On June 1, U.S. Congress rejected a bill to increase the debt limit by $2.4 trillion, delivering a humiliating defeat to President Barack Obama.

For now, there is no immediate threat of a U.S. default on its debt, but the government will have to dramatically cut costs or go back to Congress with new proposals. Obama will be forced to reach a compromise with the Republicans in Congress, and the only question now is the price he will have to pay for it.

Republicans are demanding fundamental changes to U.S. financial policy and limits to the emission of dollars and to the endless government borrowing on financial markets that threatens to put the United States in the same position that Russia found itself at the end of President Boris Yeltsin’s rule. During Russia’s crisis, government bonds essentially became a financial pyramid that finally collapsed  during the default of August 1998.

Now Washington finds itself in a similar position. But in contrast to the Yeltsin government, which limited the money supply so sharply that people did not receive salaries for months, U.S. authorities have resorted to borrowing actively on the credit market and printing dollars, otherwise known  as “quantitative easing.” Those dollars have spread like wildfire throughout the world economy, fueling speculative investment and keeping oil prices high.

By trying to keep its own financial system afloat, the United States is essentially financing Russian raw materials companies, Chinese exporters and European bankers.

The flip side of the U.S. monetary expansion is a ubiquitous rise in the price of food and housing (except for in the United States) and the transformation of many ordinary consumer goods into unaffordable luxuries for a significant percentage of the world’s population. These dangerous tendencies could easily result in serious political upheavals across the globe, including Russia, if they continue unabated.

No matter how the conflict between Congress and the Obama administration is resolved, it will inevitably affect the fate of the international economy. A sharp cut in government spending and a limit on the emission of dollars threatens to send the U.S. economy back into another recession.

For Russia, the looming second wave of a global recession threatens to become a full-blown social catastrophe. Russian leaders escaped this kind of disaster in 2009 with almost no effort. They were saved only when the U.S. Federal Reserve began printing dollars. But they won’t be saved in the next crisis, which may hit the country before the March presidential election.

Russian leaders are probably well aware of these dangers.

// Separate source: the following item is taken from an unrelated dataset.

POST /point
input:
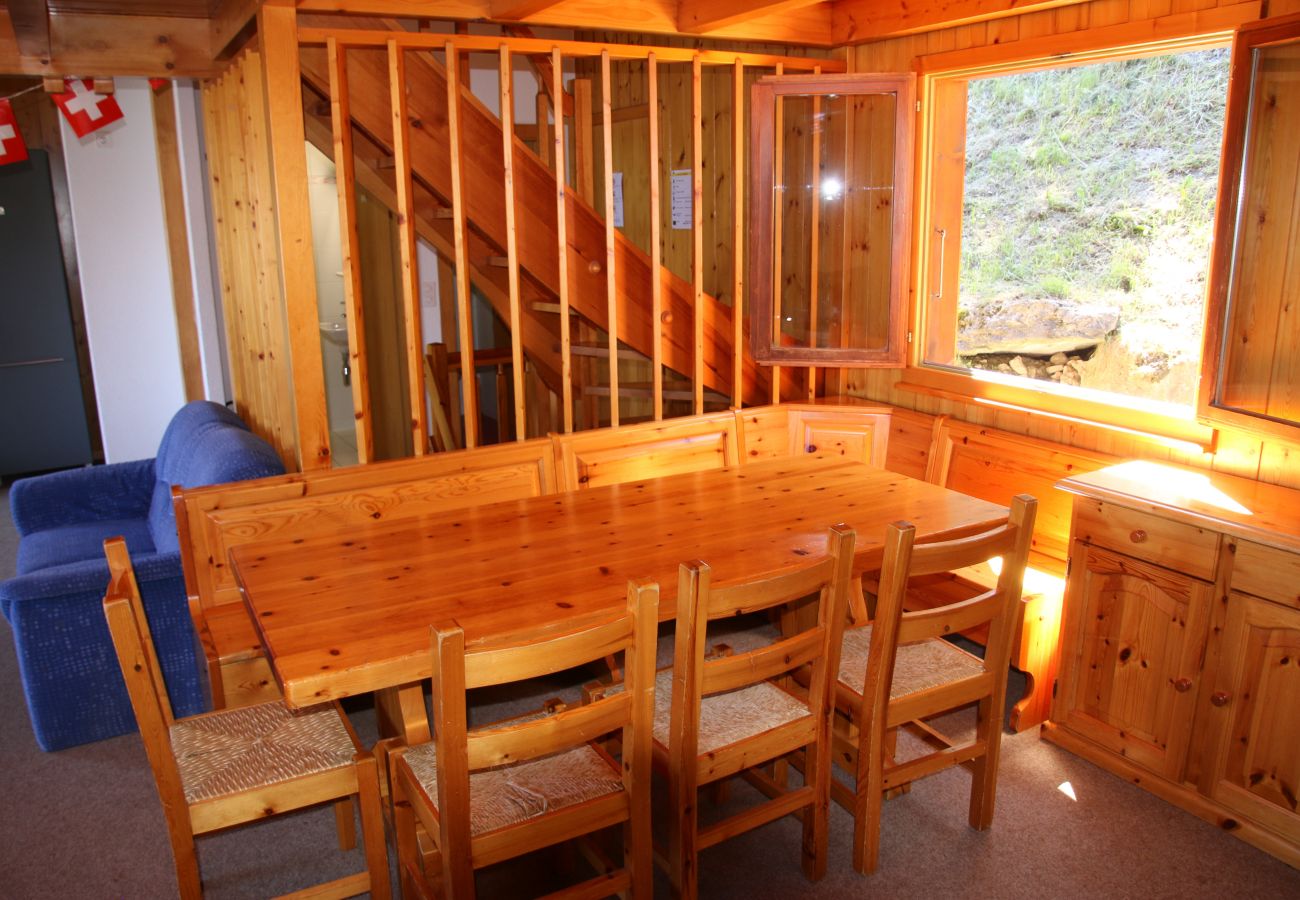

But this hardly means that they will change their policies and take measures now to help control the damage. Instead, they have proposed commercializing education and selling off state property.

There is a fierce battle for power among the ruling elite, but there is no battle of ideas. The result is that all the major decisions have already been made, and they are devoid of common sense. To have a true battle of ideas, you have to have prudent and forward-thinking ideas in the first place.

Boris Kagarlitsky is director of the Institute of Globalization Studies.